Texas Kite Tube Death

The first known kite tube death occured in April when 33-year-old James Freeland of Orangefield, Texas, fell 15 feet and struck the water. James Freeland died from his kite tube injuries after he fell from his kite tube as it was towed at about 32 mph on the Neches River near the Intracoastal Canal.

Newly Hunt, a friend of the accident victim, said he was following the kite tube in his own boat when a gust of wind knocked the Wego Kite Tube off-center. "I don't know if he jumped or was thrown," Hunt said. "The wind just about turned it over. We pulled him from the water - it took several of us to do it. He was unconscious."

James Freeland, owner of a construction company in Orange and the father of two young children, died of his kite tube injuries April 30, 2006 at a Port Arthur Hospital. Hunt said Freeland had owned the Wego Kite Tube about a week, and the accident occurred on his third ascent. "He had been up for about three minutes," Hunt said.

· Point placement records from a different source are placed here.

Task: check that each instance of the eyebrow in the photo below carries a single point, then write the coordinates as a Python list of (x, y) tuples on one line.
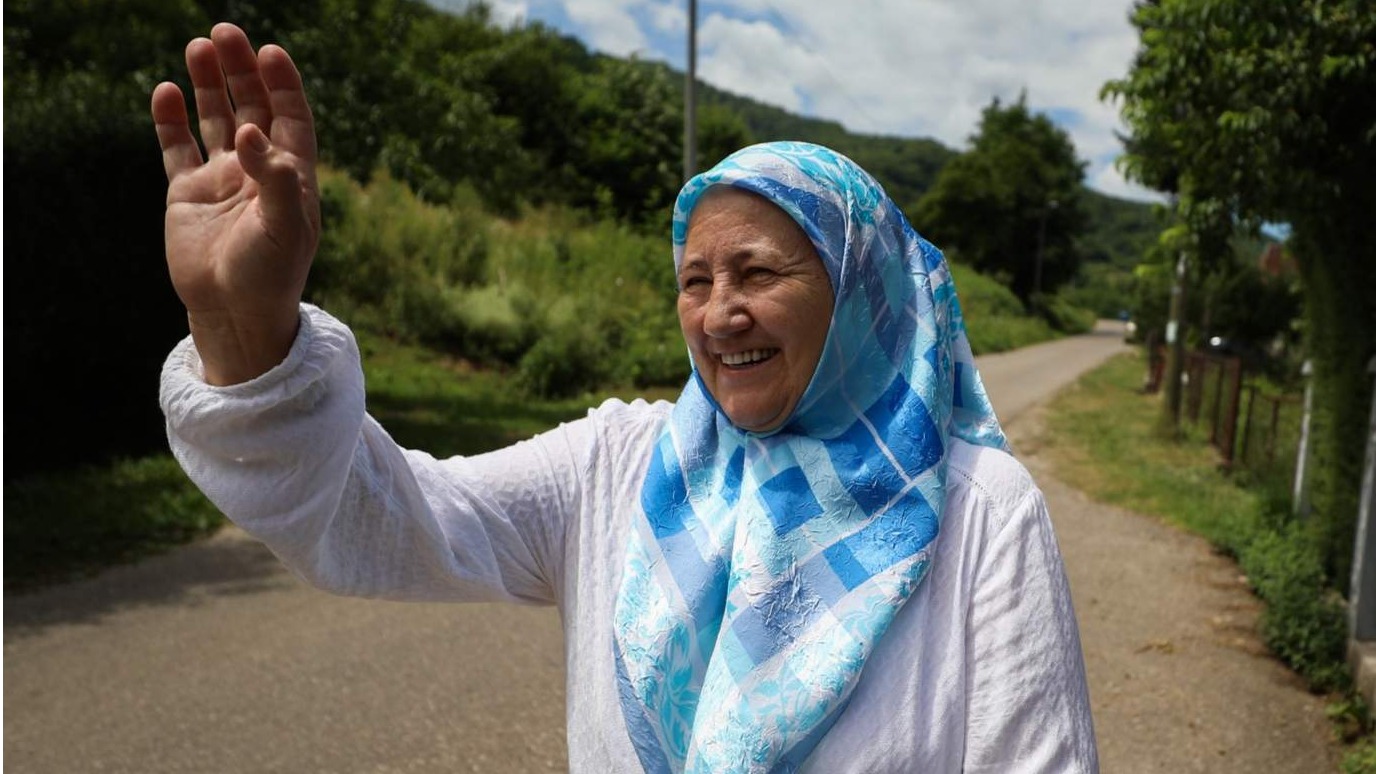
[(692, 265)]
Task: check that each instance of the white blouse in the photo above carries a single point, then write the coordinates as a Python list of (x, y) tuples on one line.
[(981, 670)]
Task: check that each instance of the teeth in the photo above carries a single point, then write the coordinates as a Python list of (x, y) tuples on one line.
[(747, 357)]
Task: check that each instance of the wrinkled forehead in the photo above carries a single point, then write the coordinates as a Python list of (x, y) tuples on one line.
[(816, 187)]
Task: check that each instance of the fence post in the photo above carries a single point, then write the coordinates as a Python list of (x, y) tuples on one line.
[(1361, 610), (1299, 500)]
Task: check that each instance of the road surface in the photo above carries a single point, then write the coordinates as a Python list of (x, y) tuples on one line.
[(213, 659)]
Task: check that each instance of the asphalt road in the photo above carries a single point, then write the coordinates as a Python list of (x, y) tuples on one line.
[(215, 659)]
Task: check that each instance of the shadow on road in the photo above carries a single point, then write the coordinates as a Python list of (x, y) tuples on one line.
[(229, 563)]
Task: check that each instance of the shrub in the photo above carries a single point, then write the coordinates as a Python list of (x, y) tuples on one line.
[(1062, 316), (494, 324), (1305, 621), (571, 358)]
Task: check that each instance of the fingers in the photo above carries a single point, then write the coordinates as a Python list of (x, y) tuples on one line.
[(179, 149), (241, 72), (212, 101), (293, 128)]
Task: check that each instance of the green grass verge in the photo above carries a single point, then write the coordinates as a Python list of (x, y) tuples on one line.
[(70, 524), (1104, 438), (1104, 441)]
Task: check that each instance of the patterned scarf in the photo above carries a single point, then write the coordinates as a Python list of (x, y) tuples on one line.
[(767, 566)]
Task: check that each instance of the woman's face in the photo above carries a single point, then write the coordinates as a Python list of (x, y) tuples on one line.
[(754, 305)]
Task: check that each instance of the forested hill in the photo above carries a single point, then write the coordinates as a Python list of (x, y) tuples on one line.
[(461, 112), (1118, 233)]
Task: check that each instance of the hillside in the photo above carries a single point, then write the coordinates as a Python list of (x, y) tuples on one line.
[(1118, 234)]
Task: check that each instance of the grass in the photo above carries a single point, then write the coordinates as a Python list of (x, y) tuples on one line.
[(1104, 438), (72, 524)]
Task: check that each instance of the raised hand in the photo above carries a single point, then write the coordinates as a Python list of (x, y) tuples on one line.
[(242, 219)]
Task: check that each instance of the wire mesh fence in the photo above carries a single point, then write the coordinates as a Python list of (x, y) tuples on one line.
[(1252, 426)]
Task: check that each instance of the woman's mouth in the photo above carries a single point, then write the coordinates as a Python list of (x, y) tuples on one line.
[(746, 358)]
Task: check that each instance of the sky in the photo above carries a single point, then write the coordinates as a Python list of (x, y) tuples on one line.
[(907, 68)]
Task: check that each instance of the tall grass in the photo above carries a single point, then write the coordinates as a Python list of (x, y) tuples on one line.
[(1105, 441)]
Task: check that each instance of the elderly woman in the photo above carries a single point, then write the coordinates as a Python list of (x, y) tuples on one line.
[(820, 558)]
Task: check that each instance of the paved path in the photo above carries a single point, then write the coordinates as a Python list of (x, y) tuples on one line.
[(213, 659)]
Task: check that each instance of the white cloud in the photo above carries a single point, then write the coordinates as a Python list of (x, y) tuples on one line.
[(504, 11), (608, 25), (911, 68)]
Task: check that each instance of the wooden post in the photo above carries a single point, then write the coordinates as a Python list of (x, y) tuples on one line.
[(1299, 497), (1175, 340), (1361, 609)]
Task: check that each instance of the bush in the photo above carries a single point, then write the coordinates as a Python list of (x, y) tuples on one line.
[(1062, 316), (1305, 621), (571, 358), (493, 324)]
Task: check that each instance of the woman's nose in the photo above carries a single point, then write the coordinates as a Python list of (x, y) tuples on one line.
[(725, 314)]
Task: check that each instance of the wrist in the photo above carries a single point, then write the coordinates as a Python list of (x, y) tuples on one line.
[(240, 347)]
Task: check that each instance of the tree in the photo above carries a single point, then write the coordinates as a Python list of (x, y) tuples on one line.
[(1263, 112), (1010, 205)]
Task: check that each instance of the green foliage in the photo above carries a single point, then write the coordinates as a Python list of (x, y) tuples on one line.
[(1012, 204), (1252, 112), (1305, 621), (1064, 316), (86, 338), (1106, 420), (994, 317), (63, 525)]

Jay Schneider, SportsStuff marketing director, said he has looked into many of the injury reports and found each injury resulted because people neglected to follow posted safety precautions. "In every instance that resulted in an injury, the boat driver far exceeded the recommended maximum speed for safe operation," he said. "Moreover, the unsafe speeds reported far exceed those recommended for water skiing, wakeboarding and tubing and could have resulted in an injury there, too."

U.S. Consumer Product Safety Commission spokeswoman Julie Vallese said a plethora of injuries and several death reports warranted the kite tube recall. Vallese said the commission felt there was a recognizable danger. "The real hazard is the unknown controllability of this product and how it reacts in different environments," she said. "The determination was that that was hazard enough."